Movieline

Bullhead or Bust: How Drafthouse Films Went From From 0 to Oscar in 2 Years Flat

New to the distribution arena, Alamo Drafthouse co-founder Tim League became enamored of a small Belgian crime drama called Bullhead at the 2011 Cannes Film Festival. Less than a year later, he and his Drafthouse Films operation have an Oscar contender on their hands. Not too shabby for a company younger than the Obama administration.

Bullhead, from first-time feature director Michaël R. Roskam, centers on a contemptuous, troubled cattle farmer who is dragged into Belgium’s bovine hormone mafia underworld. Lead actor Matthias Schoenaerts (pictured above) packed on 60 pounds of muscle for the complex, acclaimed role. The film made such an impression at Cannes that League lobbied “fiercely” to include it in the lineup for his venue's annual Fantastic Fest, despite its wide perception among viewers and industry alike as a sci-fi/horror/Asian genre showcase.

“We had to really convince them to show it at the festival," League told Movieline in a recent interview. "And it was after the festival and the great response that it had from our audience that we decided we wanted to make an offer on it for the label."

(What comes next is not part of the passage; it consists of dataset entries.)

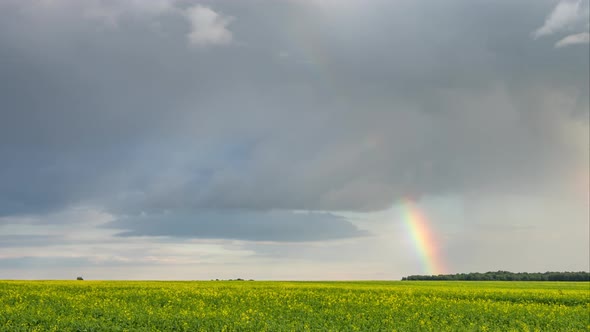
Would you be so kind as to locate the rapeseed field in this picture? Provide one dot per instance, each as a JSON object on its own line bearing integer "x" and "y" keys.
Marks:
{"x": 293, "y": 306}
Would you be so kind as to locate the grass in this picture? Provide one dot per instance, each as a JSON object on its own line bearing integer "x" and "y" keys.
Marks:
{"x": 293, "y": 306}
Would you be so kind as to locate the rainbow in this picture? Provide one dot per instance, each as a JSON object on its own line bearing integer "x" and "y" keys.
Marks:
{"x": 422, "y": 237}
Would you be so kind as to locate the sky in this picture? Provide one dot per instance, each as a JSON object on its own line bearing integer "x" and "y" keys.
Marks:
{"x": 292, "y": 139}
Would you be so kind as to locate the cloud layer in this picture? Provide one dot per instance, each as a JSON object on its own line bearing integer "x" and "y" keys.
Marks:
{"x": 262, "y": 121}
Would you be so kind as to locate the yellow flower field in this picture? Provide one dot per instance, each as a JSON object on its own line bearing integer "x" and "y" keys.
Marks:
{"x": 293, "y": 306}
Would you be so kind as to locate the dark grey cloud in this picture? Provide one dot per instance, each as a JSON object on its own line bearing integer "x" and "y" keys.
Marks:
{"x": 108, "y": 105}
{"x": 241, "y": 225}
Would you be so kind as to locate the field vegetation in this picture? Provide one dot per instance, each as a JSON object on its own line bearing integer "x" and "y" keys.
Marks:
{"x": 293, "y": 306}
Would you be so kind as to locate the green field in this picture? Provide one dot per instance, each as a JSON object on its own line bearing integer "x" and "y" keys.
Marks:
{"x": 293, "y": 306}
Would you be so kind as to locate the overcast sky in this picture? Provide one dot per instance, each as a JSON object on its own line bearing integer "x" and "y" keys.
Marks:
{"x": 267, "y": 139}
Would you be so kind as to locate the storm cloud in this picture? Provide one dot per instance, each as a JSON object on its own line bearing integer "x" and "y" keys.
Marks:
{"x": 273, "y": 121}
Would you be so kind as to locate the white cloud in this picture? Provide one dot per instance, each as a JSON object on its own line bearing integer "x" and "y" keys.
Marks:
{"x": 208, "y": 27}
{"x": 568, "y": 15}
{"x": 578, "y": 38}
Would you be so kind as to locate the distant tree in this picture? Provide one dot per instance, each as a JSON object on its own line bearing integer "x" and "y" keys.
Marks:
{"x": 507, "y": 276}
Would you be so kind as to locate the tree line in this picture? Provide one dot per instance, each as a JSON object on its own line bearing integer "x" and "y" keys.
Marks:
{"x": 506, "y": 276}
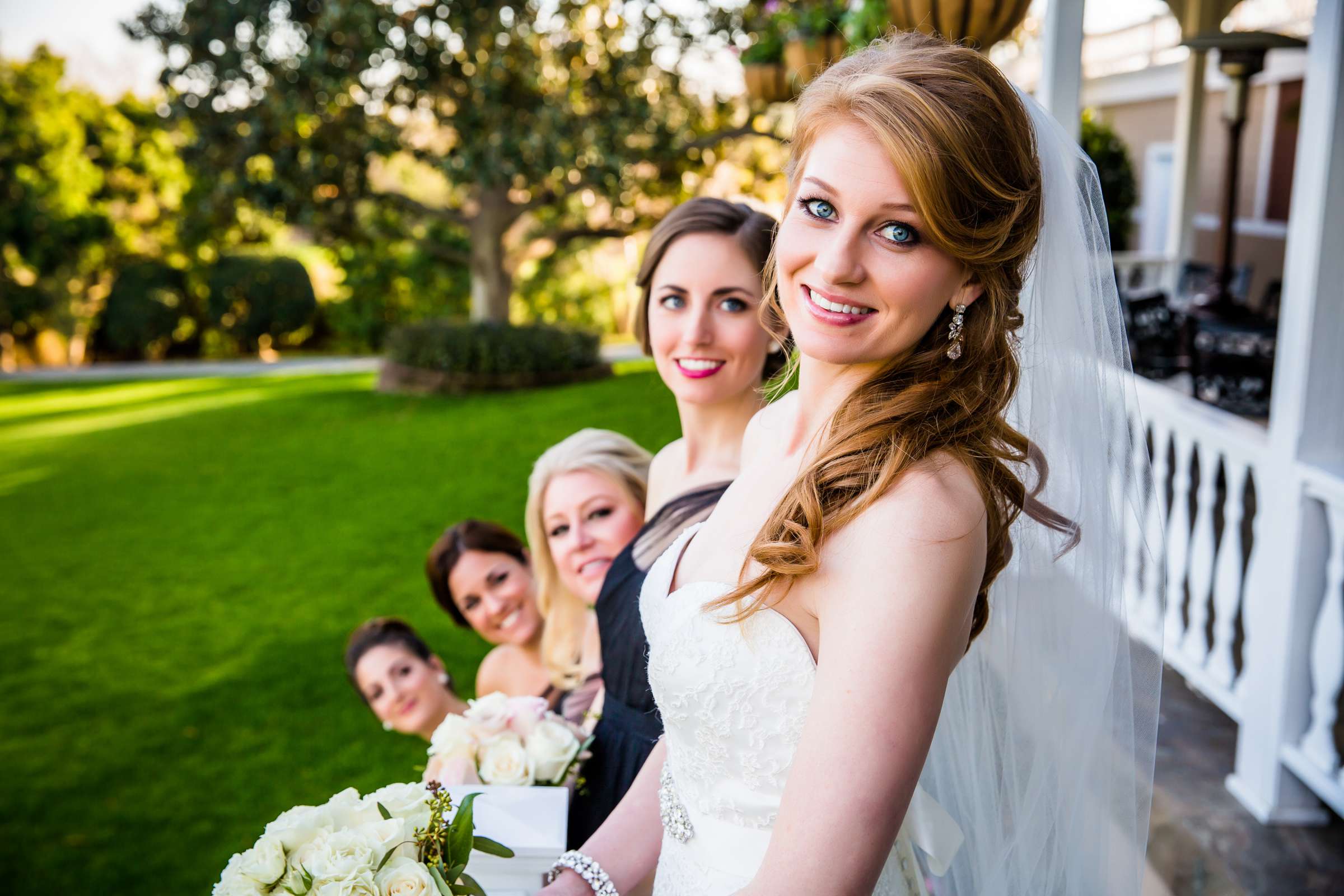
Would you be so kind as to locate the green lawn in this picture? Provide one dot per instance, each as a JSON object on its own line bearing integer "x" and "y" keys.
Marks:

"The label," of course, is Drafthouse Films, a venture that grew out of the festival, which itself had been an evolution from programming the Alamo Drafthouse Cinema -- the Austin-based theater chain that League co-founded with his wife, Karrie, in 1997. The impresario saw distribution as a natural next step, commencing in 2010 with director Chris Morris's suicide-bomber satire Four Lions. “We realized that a lot of these films really didn’t have an opportunity to find a great home for U.S. distribution,” League said. “So we thought we were building an audience with the festival and we might as well build a label to walk alongside it with the same sensibilities.” (Incidentally, Four Lions had closed Austin's flagship film fest, South by Southwest, six months earlier.)

For its second release, the distributor gave Bullhead a U.S. home and entered the Foreign-Language Oscar race in one fell swoop. “We really loved Bullhead, and there was just a strange set of circumstances that fell into place where we expressed our interest, and before we had the contract done it was Belgium’s official entry to the Academy Awards, which kick-started the process,” League said. “But even still, we knew we were a long shot. It’s been wild to see it fall into place.”

The Drafthouse team was at Sundance last month when the good news came through.

"We were watching the announcement live on television," League said. "And we got the nomination, and we celebrated and had a glass of champagne, then everybody just hunkered down at their computers for about five hours and set a lot of wheels in motion. We had to put the trailer together, the poster together, the ad campaign. We had to hire a bunch of folks to help us out with the process.”

Those hires were made from preparations the team had already done for the film’s distribution, but the nomination sped up the process. Drafthouse Films plans to release six films a year theatrically and on VOD, but it isn’t following a set model each time. It has three films planned for this year so far: Bullhead, the subversive comedy Clown and SXSW favorite The FP.

Meanwhile, League admits Bullhead is an underdog at the Oscars -- particularly against A Separation, the Golden Globe-winning Iranian film that’s also up for best screenplay. Nevertheless, he says, it’s a category that has seen upsets and surprises. The Drafthouse team will be in Los Angeles to support the film on Feb. 26, throwing a Bullhead party on Oscar night. “Win or lose, we’re super happy to be a part of it,” League said.

Bullhead will be released in New York, Los Angeles and Austin on Feb. 17, with further expansion to come ahead of the Oscars.